Discussion. The guardian argues that the judge abused her
discretion when she denied the guardian's request for attorney's
fees and costs under G. L. c. 215, § 45. That statute provides
that "[i]n contested cases before a probate court . . . costs
and expenses in the discretion of the court may be awarded to
either party . . . as justice and equity may require." G. L.
3 c. 215, § 45. The probate court judge thus has the discretion
to determine whether, under the circumstances, fees should be
allowed, see Greene v. Cronin, 314 Mass. 336, 345 (1943), and
our review of an order denying a requested fee award is for
abuse of discretion. See Matter of the Estate of King, 455
Mass. 796, 805 (2010). We will reverse only on a finding that
the judge made a "'clear error of judgment in weighing' the
factors relevant to the decision" (citation omitted). L.L. v.
Commonwealth, 470 Mass. 169, 185 n.27 (2014).
Here the guardian takes issue with the judge's rationale,
wherein the judge stated that the petition was not brought in
bad faith, and was not devoid of legal merit. She suggests that
the judge's rationale is inconsistent with the judge's findings
that the petitioner (1) failed to present sufficient evidence
that he was the child's de facto parent, (2) failed to prove
that the maternal aunt was unfit, and (3) failed to prove that
removing the maternal aunt as guardian would be in the child's
best interests.
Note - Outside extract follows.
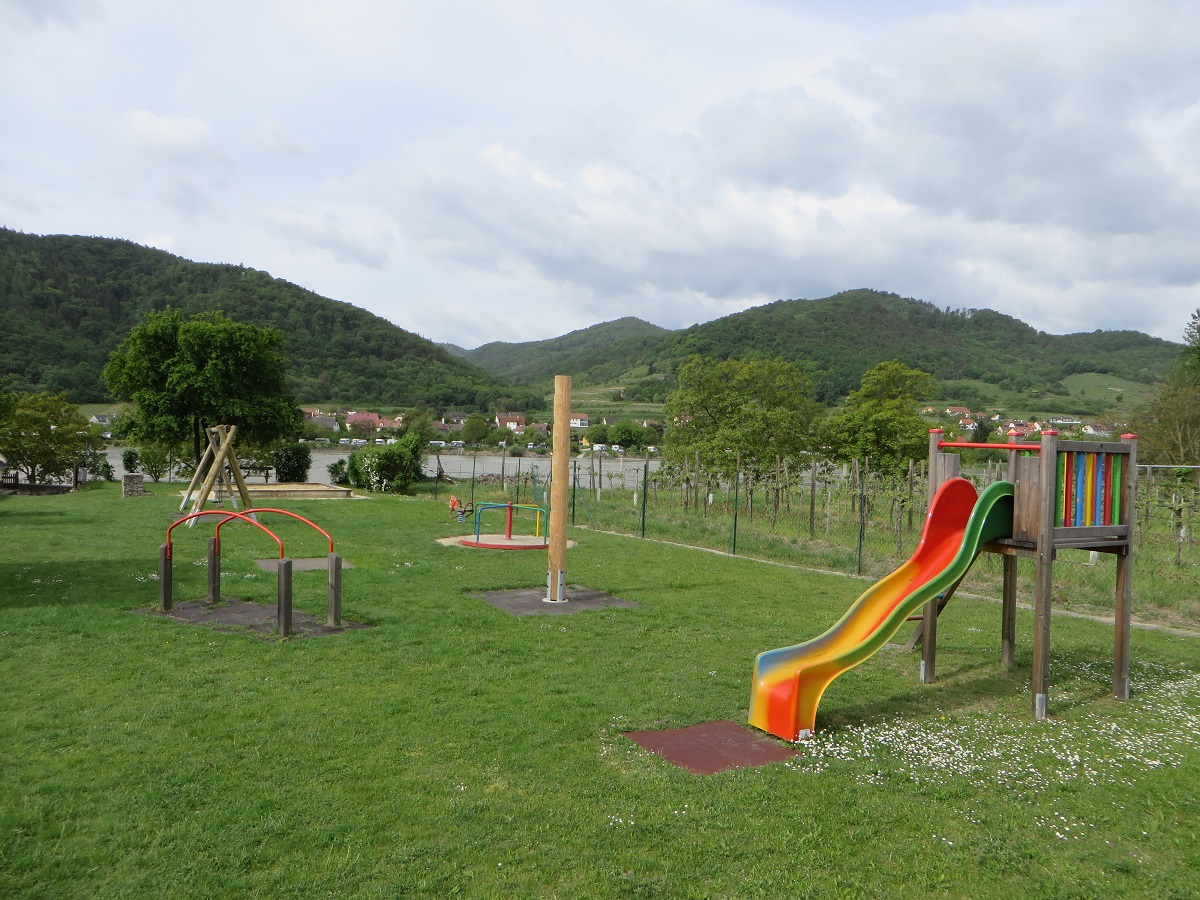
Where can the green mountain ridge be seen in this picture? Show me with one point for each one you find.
(67, 301)
(839, 337)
However, given the discretion conferred on the
probate judge, her "award or denial [of fees] may be presumed to
be right and ordinarily ought not to be disturbed." Old Colony
Trust Co. v. Third Universalist Soc'y of Cambridge, 285 Mass.
146, 151 (1934). Furthermore, while it is true that the scope
of discretion under § 45 is broad, it is also the case that
"[s]ome judges have used bad faith, or its absence, as a
4 touchstone in determining whether to make an award under § 45."
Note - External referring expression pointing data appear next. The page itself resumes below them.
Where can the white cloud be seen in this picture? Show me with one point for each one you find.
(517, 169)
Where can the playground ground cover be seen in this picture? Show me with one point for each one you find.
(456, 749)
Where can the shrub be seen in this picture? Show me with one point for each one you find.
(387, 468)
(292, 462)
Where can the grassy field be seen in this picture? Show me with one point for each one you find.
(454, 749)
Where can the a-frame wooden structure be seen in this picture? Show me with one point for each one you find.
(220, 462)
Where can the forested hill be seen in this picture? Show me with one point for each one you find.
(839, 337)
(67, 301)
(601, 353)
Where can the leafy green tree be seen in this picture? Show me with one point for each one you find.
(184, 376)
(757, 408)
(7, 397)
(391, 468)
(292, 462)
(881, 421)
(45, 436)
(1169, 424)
Matter of the Estate of King, 455 Mass. at 804. In other cases,
"the reasons for the trial judge's award of fees and costs has
not been indicated, although on appeal, the court has stated
that its review found no abuse of discretion in the award." Id.
at 805, and cases cited.
In light of our relatively undemanding standard of review,
we conclude the judge acted within her discretion in not
ordering payment of fees. We do not read the judge's fee
rationale as inconsistent with her prior findings, but merely as
a discretionary judgment that given the facts relevant to the
petitioner's challenge, justice and equity did not require an
award of fees. The judge said as much in denying the guardian's
request. We do not read the judge's rationale as applying an
incorrect legal standard, but merely as using the absence of bad
faith, and her conclusion that the petition to remove was not
devoid of legal merit, as guideposts. Accordingly, we affirm
the denial of the guardian's request for fees.
The guardian also requests attorney's fees for this appeal,
as well as costs incurred in defense of the petitioner's motion
for leave to file a supplemental appendix.2 As the guardian has
been unsuccessful on appeal, her request for appellate
2 The petitioner's motion for leave to file a supplemental appendix is denied.
5 attorney's fees is denied, with one exception. The petitioner-
appellee's principal appellate brief made arguments that were
not responsive to the single appellate issue that the guardian
raised, and that instead contained inappropriate requests for
alternative, affirmative relief. Inasmuch as there was no cross
appeal, this aspect of the appellee's briefing (which
constituted most of the brief) was entirely without merit, and
the guardian filed an appropriate reply brief to point out same.
Accordingly, we award the guardian appellate fees incurred
in connection with the filing of the appellant's reply brief.
The guardian shall file with this court and serve on the
petitioner a submission detailing and supporting the amounts of
reasonable attorney's fees and costs incurred in connection with
the filing of her reply brief, in accordance with the procedure
described in Fabre v. Walton, 441 Mass. 9, 10-11 (2004).3
Decree affirmed.
By the Court (Rubin, Englander & D'Angelo, JJ.4),
Assistant Clerk
Entered: May 28, 2024.
3 The petitioner shall have fourteen days thereafter to respond.
4 The panelists are listed in order of seniority.